South-east of Wallace Lake is the northern entrance to Nopiming Provincial Park, the headliner of this week’s trip. Just inside the park, we drove into a clearing and crossed the weirdest looking mud flat I’ve ever seen.

Instead of being brown, the mud was bright orange and yellow in colour. It turns out that this mud flat is all that remains of Wadhope, a mining town that was abandoned during the 1930s. The brightly coloured mud is the result of mine tailings that leached into the soil. Almost 80 years later, the soil remains too toxic for vegetation to reclaim it.

Driving south through Nopiming on Provincial Road 314, there are several places to stop and hike. Near Beresford Lake, the Fire of ‘83 and Walking on Ancient Mountains trails lead through rocky sections of the park, providing grand views over the area that was devastated by fire in 1983.

In the central region of the park, Black Lake is a popular campground, while to the north a small woodland caribou herd lives near Flintstone Lake.
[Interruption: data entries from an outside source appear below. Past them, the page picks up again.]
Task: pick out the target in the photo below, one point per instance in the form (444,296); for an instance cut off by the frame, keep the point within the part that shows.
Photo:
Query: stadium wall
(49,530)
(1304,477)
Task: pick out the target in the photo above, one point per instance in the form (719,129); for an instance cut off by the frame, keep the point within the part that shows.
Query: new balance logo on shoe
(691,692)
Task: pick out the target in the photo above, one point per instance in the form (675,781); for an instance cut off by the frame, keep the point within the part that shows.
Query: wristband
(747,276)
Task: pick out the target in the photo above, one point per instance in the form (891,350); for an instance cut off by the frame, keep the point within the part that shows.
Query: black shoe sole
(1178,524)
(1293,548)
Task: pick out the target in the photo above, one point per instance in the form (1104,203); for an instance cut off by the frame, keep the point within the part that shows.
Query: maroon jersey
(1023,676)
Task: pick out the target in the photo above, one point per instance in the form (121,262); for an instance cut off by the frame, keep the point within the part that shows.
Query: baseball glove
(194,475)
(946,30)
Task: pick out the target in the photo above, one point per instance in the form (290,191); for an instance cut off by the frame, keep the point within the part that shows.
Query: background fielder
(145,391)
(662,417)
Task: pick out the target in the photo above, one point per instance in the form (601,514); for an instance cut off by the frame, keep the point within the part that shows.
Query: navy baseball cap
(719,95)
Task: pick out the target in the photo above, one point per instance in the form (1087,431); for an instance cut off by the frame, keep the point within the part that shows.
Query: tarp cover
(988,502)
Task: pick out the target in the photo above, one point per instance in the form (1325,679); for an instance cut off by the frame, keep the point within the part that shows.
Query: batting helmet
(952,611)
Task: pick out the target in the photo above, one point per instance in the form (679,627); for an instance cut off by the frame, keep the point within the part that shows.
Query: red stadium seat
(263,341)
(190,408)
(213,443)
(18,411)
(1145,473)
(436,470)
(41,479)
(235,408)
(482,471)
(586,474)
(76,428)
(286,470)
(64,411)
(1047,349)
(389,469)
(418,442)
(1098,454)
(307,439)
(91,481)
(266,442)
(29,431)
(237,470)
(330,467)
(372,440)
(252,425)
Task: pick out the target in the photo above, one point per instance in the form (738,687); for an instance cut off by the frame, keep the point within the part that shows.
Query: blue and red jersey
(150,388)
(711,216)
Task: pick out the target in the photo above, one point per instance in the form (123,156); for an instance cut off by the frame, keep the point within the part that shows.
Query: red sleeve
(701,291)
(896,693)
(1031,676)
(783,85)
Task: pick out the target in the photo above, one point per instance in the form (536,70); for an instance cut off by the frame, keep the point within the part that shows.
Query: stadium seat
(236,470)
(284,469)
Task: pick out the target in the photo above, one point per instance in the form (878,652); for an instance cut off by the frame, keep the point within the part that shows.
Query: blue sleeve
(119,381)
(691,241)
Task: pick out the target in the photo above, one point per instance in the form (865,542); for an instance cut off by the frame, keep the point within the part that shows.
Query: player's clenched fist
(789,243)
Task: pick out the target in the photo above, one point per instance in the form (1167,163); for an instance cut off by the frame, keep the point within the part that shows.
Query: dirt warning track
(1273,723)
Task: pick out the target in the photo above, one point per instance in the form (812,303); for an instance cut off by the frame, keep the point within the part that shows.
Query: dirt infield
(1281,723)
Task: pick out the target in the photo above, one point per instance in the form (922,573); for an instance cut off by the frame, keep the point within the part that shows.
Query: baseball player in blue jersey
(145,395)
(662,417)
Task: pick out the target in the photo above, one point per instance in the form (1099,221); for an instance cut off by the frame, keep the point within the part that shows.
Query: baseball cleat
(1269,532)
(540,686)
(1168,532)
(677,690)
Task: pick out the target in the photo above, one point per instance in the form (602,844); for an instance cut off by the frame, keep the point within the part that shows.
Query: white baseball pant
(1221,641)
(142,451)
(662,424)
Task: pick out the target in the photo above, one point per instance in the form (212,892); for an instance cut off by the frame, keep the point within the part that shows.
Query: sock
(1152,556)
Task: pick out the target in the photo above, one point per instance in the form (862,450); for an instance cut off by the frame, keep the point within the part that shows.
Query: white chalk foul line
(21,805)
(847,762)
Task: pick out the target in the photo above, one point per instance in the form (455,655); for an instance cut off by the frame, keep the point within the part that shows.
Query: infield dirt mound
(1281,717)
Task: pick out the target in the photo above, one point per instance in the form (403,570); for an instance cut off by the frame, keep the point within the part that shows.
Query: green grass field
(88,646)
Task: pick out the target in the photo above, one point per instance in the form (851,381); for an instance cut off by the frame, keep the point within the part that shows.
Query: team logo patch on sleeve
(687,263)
The 50 to 60 animals of the “Owl Herd” are Manitoba`s most southern caribou herd. This caribou habitat is off limits to travellers during the summer calving season.

Bird Lake and Tulabi Lake are at the south end of Nopiming Provincial Park. Between the two lakes is the thundering Tulabi Falls, our final destination.

The campground at Tulabi Falls is basic— no running water and the campground office is only open one hour a day — but it`s situated close enough to the falls to hear the water surging over and between the rocks.

The falls are spectacular – much larger than the falls at Manigotagan.

Both Bird and Tulabi lakes are typical Canadian Shield lakes. Bird Lake is heavily developed with cottages, but still not quite as busy as the cottage-developed lakes of Whiteshell Provincial Park.

Tulabi Lake has very little boat traffic and has several towering cliffs near the falls to jump off. After our long drive down through the park, it was both exhilarating and relaxing to jump off the cliffs into the refreshing lake water.

Nopiming Provincial Park lives up to its name as the “entrance to the wilderness”. It was one of my favourite places to travel to when I was younger. Even after visiting a lot of new areas of Manitoba this summer, Nopiming remains near the top of my list.